Setup & Understanding Your Corpus¶
Initialize Literature Mapper, process PDFs, and explore the database structure.
Prerequisites¶
| Requirement | Details |
|---|---|
| Python | 3.10 or newer |
| API Key | GEMINI_API_KEY environment variable (get one) |
| Corpus | A folder containing PDF files |
| Install | pip install literature-mapper |
Cost Estimate
Processing costs approximately $0.50 USD for 50 papers via the Gemini API.
Initialization¶
import os
from pathlib import Path
from literature_mapper import LiteratureMapper
# Verify API key is set
if not os.getenv('GEMINI_API_KEY'):
raise EnvironmentError("GEMINI_API_KEY not found")

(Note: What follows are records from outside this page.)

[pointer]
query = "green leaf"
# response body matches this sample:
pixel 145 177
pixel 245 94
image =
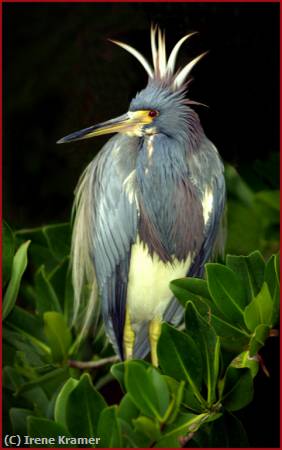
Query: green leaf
pixel 270 198
pixel 180 358
pixel 127 409
pixel 250 271
pixel 185 423
pixel 258 339
pixel 18 418
pixel 45 428
pixel 49 381
pixel 58 335
pixel 58 238
pixel 232 338
pixel 132 438
pixel 61 401
pixel 244 359
pixel 228 432
pixel 84 406
pixel 57 279
pixel 109 428
pixel 39 253
pixel 273 284
pixel 259 311
pixel 176 402
pixel 118 371
pixel 226 291
pixel 238 389
pixel 18 268
pixel 147 389
pixel 149 427
pixel 46 298
pixel 8 250
pixel 207 342
pixel 27 324
pixel 187 288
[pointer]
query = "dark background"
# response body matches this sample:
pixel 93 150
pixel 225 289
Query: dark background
pixel 61 74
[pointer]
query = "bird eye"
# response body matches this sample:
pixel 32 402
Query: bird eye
pixel 153 113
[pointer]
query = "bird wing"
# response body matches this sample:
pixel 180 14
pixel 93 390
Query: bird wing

# Define your corpus location
CORPUS_PATH = Path("./my_research")
# Initialize (creates corpus.db if needed)
mapper = LiteratureMapper(
corpus_path=str(CORPUS_PATH),
model_name="gemini-3-flash-preview"
)
Processing PDFs¶
Processing is incremental—previously processed PDFs are skipped automatically.
result = mapper.process_new_papers(recursive=True)
print(f"Processed: {result.processed}")
print(f"Skipped (already in DB): {result.skipped}")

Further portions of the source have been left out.